Anyway, I'm still working my way through the Xanth books. They're all quick reads, and I've gotten through four of them recently. Here are a few thoughts on those four.
Isle of View - Although the title appears to be a rip-off of L. Frank Baum's Isle of Yew, this is an enjoyable book, focusing largely on new characters. One of them is Jenny Elf, who comes from another world based on the ElfQuest graphic novels. I've never read any of those (I understand that therealtavie is a big fan), but I think it's a well-executed crossover that accentuates some of the differences between different fantasy universes (Jenny is taller than Xanthian elves, and isn't tied to an elm tree). She was actually named after a girl who had been hit by a drunk driver and become paralyzed. Also, we finally wrap up Prince Dolph's marriage dilemma, although the fact that the dilemma even exists shows that Dolph isn't all that bright. The other characters seem to be aware of this, though, and Dolph does make the obvious decision in the end. Really, though, I'm not sure why Dolph COULDN'T marry two women. I mean, this is a land where nymphs run around naked and people breed with animals, but polygamy is apparently out. I wonder what Queen Irene would think of gay marriage. Or does Xanth even have any homosexuals? Finally, I do appreciate that Gwendolyn Goblin and Che Centaur's problem is resolved through compromise, which seems to be a major theme in the series.
Question Quest - The Good Magician Humfrey, who had been missing from Xanth for some time, relates his life history. I appreciate the historical backdrop for the novel, and the fact that we finally get to see Humfrey as a viewpoint character. We see the events of the earlier Xanth books from his point of view, and while I've seen a review that says the recapping gets tedious, I like getting a different perspective on old plots. Besides, it's been a while since I've read most of those books, so it helped to jog my memory. It's a noble attempt to get everything established about Xanth to fit together, which sometimes requires Anthony to come up with a convoluted explanation for an apparent contradiction, but I guess that's pretty much inevitable in a series that had been running for so many volumes. I do think it didn't really work to have Lacuna announce her plan to reprogram Com-Pewter at the beginning, though, as it made the actual confrontation anti-climactic. That's a minor complaint, though, and I found this to be one of the better Xanth books I've read so far.

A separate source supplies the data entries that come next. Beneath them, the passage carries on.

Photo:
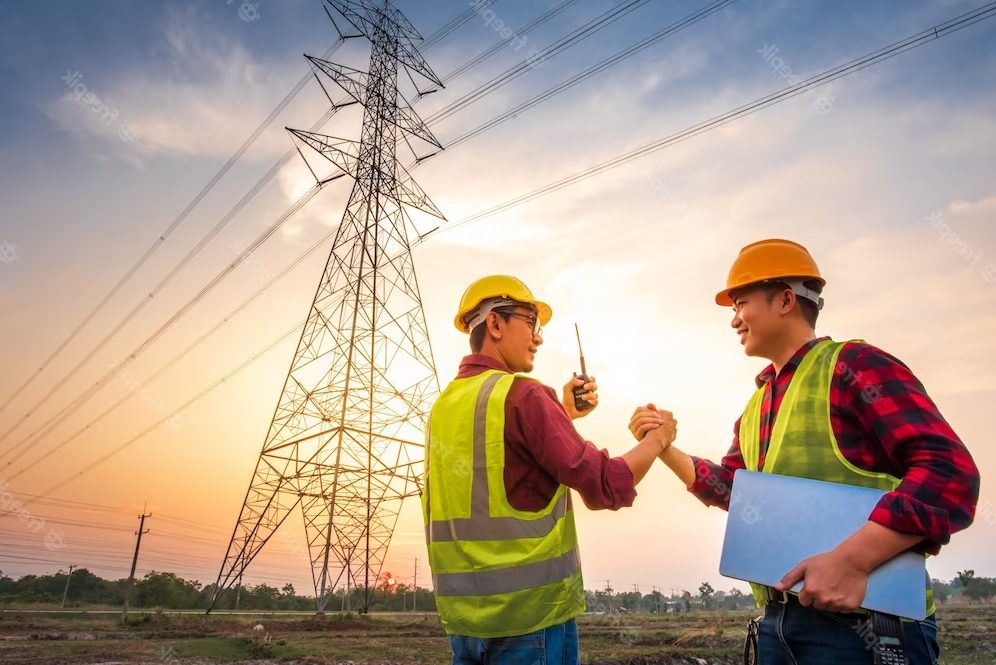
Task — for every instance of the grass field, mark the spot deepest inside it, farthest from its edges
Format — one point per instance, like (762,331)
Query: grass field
(968,636)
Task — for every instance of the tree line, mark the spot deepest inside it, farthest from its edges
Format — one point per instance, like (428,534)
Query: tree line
(167,590)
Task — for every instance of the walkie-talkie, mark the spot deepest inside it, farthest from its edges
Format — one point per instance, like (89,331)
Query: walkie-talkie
(579,403)
(890,643)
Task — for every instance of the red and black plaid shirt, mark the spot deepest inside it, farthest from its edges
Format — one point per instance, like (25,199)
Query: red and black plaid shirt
(885,422)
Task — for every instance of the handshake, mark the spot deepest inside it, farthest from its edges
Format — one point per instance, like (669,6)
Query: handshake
(653,424)
(648,422)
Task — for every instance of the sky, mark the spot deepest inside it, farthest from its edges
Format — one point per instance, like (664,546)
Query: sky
(115,115)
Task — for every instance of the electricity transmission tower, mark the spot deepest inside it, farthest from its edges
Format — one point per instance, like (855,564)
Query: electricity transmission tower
(346,444)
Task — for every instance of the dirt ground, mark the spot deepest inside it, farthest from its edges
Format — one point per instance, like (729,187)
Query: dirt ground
(968,636)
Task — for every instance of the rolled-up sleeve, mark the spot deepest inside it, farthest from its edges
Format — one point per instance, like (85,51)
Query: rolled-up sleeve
(940,481)
(601,480)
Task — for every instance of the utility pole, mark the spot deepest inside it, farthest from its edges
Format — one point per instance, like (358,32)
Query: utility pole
(65,591)
(134,561)
(346,443)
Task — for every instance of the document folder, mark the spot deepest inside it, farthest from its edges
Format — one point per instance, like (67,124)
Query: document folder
(777,521)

The Color of Her Panties - A somewhat embarrassing title to be caught reading in public, but I never had anyone say anything about it. This book focuses on the Adult Conspiracy, which is basically a combination of knowledge about sex and all the things adults tell kids without explaining why. The panties come in because, for some reason, seeing a woman in panties is more forbidden than seeing one totally starkers (as they say in the United Kingdom). Actually, I can kind of see that. Regardless, pretty much every Xanth book after Anthony started using child protagonists (all the main characters in the first two books were adults, which makes it kind of weird that it eventually morphed into such an adolescent-themed fantasy land) incorporates the Adult Conspiracy, and it gets a bit tedious. Still, this book isn't bad, although it seems like Anthony stopped even making an effort to make each book work as a self-contained story. I mean, yes, it has a beginning and an ending and all that, but most of it is devoted to tying up loose ends from earlier books, and introducing some that would come into play in future volumes.

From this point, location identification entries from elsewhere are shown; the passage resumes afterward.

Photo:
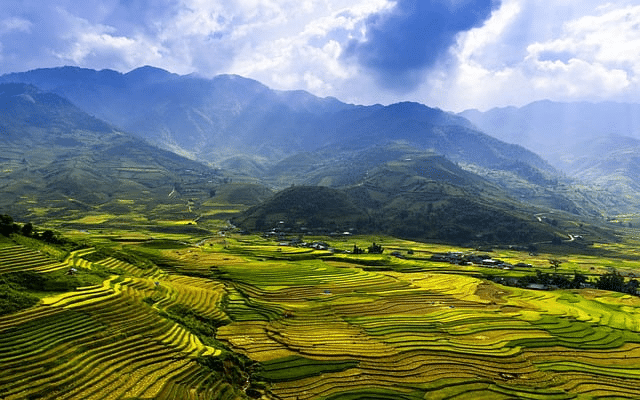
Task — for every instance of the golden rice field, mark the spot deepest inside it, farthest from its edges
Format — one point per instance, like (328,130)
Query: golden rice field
(317,326)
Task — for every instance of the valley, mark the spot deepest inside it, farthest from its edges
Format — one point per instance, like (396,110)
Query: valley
(176,237)
(138,313)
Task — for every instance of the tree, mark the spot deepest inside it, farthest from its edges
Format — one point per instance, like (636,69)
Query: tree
(27,229)
(48,236)
(611,281)
(555,263)
(375,249)
(357,250)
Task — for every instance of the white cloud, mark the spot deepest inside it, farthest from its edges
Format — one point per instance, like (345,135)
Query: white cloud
(15,24)
(580,53)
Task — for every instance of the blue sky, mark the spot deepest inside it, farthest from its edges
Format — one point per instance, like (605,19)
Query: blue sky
(453,54)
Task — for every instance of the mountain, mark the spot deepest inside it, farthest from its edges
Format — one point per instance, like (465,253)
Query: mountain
(294,137)
(552,128)
(423,197)
(230,117)
(56,157)
(595,143)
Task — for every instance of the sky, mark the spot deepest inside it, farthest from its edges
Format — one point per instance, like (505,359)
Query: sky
(451,54)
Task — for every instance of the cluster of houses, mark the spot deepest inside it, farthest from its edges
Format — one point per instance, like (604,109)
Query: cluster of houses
(483,260)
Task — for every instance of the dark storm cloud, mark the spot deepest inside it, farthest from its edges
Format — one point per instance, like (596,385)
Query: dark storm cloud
(412,37)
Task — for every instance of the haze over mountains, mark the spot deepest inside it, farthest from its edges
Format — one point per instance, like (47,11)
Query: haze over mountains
(399,165)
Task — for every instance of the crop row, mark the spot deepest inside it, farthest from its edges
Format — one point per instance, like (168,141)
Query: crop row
(393,335)
(19,258)
(100,343)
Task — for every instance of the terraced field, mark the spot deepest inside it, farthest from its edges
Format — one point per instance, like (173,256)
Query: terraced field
(329,330)
(316,326)
(103,342)
(19,258)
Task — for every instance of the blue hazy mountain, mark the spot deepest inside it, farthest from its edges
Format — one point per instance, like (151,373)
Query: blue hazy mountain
(227,116)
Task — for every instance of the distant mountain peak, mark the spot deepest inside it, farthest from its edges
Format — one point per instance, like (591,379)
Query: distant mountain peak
(149,74)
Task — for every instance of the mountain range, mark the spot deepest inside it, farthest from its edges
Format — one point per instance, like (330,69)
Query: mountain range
(408,169)
(55,156)
(593,142)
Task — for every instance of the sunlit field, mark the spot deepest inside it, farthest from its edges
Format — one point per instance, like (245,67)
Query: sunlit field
(233,316)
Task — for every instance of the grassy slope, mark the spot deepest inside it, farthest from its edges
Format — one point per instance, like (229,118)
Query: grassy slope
(312,324)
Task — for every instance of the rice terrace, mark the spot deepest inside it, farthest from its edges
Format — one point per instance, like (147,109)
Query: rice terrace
(143,315)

Demons Don't Dream - I didn't much care for the setup of this novel. It was largely intended to promote a computer game that came out around the same time (and, based on what I've seen in online reviews, isn't anywhere near as good as the book makes it sound, but that's only to be expected), so the plot focuses on two American teenagers who get into Xanth by means of the game. Within the book, the game is being run by demons, and actual people and places in the country are modified to provide challenges for the players. While a clever explanation in a way, the fact that Anthony is trying to make it the real Xanth AND a game at the same time makes for some awkward writing and explanations. That said, once the plot actually gets going, it's not a bad story, and there are some quite clever parts. The introduction of a multiracial human society into Xanth is done in a rather heavy-handed manner, but I do like Sherlock as a character.
The next volume in the series, Harpy Thyme, does not appear to be available at the local library. Maybe I'll see if I can find a cheap copy on eBay. There are a few other things I might want to read before continuing with Xanth, though.